De quel type d’endoctrinement s’agit-il ?

Le discours de l’islam radical qui circule sur Internet profite d’un malaise passager chez le jeune pour lui faire croire que c’est le signe qu’il est élu pour appartenir à un groupe supérieur détenant la vérité. On lui dit qu’il doit mourir pour cette cause et qu’ainsi, il pourra sauver de l’enfer 70 personnes qu’il aime… On broie son histoire, sa mémoire, ses contours identitaires, son libre arbitre… On le met en rupture scolaire, amicale, sociétale et familiale. Le basculement peut se faire en moins de deux mois. Il est clairement question d’enfance en danger !

Comment les parents peuvent-ils agir ?

Les familles ne savent pas vers quels interlocuteurs se tourner. Elles vont voir des assistantes sociales, des professeurs, ou même la police. Mais personne ne les prend au sérieux. Sans doute par peur des amalgames, les professionnels hésitent à appliquer les indicateurs des dérives sectaires quand il s’agit d’islam. Pour les parents qui ne sont pas d’origine maghrébine, c’est encore plus compliqué : quand leur enfant se met à détruire les photos de famille ou à refuser l’école au nom de Dieu, ils ne savent pas situer le curseur entre conversion et endoctrinement et perdent un temps précieux avant de tirer la sonnette d’alarme.

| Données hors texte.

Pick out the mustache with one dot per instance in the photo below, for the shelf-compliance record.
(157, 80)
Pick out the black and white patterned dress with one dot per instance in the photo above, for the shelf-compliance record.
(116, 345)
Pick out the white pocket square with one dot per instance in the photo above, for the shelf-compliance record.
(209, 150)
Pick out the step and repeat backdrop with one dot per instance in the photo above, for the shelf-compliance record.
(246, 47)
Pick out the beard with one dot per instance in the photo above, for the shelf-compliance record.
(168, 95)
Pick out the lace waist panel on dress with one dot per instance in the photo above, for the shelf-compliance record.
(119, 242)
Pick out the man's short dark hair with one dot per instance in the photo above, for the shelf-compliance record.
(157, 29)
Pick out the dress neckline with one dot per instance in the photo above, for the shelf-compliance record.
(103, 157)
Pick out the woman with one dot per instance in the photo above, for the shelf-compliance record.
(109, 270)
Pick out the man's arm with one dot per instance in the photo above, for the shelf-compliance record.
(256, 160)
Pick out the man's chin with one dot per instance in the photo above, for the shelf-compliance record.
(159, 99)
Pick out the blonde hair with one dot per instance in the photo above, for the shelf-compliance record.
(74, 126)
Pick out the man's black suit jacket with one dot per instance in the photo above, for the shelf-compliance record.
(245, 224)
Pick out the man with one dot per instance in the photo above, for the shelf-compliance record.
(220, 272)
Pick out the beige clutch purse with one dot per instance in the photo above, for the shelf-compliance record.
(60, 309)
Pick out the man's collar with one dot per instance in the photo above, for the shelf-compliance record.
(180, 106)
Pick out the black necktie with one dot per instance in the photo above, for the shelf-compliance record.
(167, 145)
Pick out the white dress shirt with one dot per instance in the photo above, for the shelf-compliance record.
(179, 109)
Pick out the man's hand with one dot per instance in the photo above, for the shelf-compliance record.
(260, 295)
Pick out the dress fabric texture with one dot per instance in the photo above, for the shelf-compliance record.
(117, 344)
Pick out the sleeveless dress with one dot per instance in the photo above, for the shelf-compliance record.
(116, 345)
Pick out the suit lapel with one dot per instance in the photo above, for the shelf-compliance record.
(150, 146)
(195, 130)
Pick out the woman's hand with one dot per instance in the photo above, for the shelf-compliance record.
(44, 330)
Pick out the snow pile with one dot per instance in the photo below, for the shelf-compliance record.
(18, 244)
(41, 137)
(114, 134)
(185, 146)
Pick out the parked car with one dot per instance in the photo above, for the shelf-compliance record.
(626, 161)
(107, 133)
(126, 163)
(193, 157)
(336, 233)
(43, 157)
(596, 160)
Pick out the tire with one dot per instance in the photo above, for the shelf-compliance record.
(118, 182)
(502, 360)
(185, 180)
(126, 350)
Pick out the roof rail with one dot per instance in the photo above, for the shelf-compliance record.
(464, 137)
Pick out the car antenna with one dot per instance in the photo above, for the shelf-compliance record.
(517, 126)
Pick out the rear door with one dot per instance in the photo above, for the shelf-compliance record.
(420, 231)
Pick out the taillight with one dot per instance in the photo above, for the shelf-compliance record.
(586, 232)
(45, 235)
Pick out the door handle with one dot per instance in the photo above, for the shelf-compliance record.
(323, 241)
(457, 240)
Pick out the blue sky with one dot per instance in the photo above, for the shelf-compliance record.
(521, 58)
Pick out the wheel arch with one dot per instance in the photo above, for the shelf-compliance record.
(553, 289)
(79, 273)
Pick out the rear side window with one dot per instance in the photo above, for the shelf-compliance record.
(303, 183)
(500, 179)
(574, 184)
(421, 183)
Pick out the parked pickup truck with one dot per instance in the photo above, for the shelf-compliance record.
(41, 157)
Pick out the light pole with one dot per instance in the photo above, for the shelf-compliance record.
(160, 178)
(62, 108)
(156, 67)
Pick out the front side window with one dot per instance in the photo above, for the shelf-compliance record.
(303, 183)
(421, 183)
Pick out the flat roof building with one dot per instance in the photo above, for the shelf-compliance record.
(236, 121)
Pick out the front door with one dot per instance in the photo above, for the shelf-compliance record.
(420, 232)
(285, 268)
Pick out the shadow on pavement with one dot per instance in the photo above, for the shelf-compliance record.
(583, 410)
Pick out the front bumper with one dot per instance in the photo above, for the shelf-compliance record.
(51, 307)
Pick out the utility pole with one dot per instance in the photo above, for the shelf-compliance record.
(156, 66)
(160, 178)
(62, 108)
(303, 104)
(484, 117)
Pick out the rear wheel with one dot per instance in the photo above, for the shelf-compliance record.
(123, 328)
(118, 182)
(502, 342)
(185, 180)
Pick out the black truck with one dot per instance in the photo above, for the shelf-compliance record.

Il fallait donc un lieu pour les aider…

Malgré mes requêtes auprès du ministère de l’Intérieur depuis plusieurs mois, rien n’a été fait en termes de prévention (3). Il y a un mois, devant la détresse et la solitude des familles, j’ai fini par mettre en place le CPDSI avec l’appui d’une ancienne experte de la mission interministérielle de vigilance et de lutte contre les dérives sectaires, d’un ancien négociateur du RAID [unité d’élite de la police nationale] et de travailleurs sociaux formés. Nous attendons l’ouverture de locaux dans plusieurs villes – Toulouse, Montbéliard, Grenoble, Paris… Et bien sûr des moyens pour faire fonctionner ces relais d’accueil, d’écoute et de partage.

Quels seront vos axes d’action ?

Le besoin premier est de construire des indicateurs d’alerte pour les professionnels. Ceux-ci devront permettre à tous, de l’instituteur à la police en passant par les intervenants sociaux, de discerner les comportements de rupture qui démontrent une emprise mentale chez le jeune. Il faudra ensuite former des travailleurs sociaux aux techniques de sortie de secte. Les éducateurs spécialisés, les animateurs des maisons de jeunes et les assistantes sociales de secteur sont en première ligne. Puis nous mettrons en place des cellules d’alerte, où les travailleurs sociaux formés pourront effectuer un travail auprès de ces familles.

Notes

(1) Dounia Bouzar a également siégé de 2003 à 2005 en tant que personnalité qualifiée au Conseil français du culte musulman (CFCM), dont elle a démissionné – Contact : www.bouzar-expertises.fr.

(2) Désamorcer l’islam radical, ces dérives sectaires qui défigurent l’islam – Ed. de l’Atelier – 20 €.

(3) Selon Le Monde du 26 mars, l’Elysée a défini le 24 mars, lors d’un conseil de défense restreint, un plan fondé sur le renseignement, la surveillance et la prévention pour contrer les filières djihadistes vers la Syrie. Les municipalités, l’Education nationale et le CFCM devraient être associés à des campagnes de sensibilisation.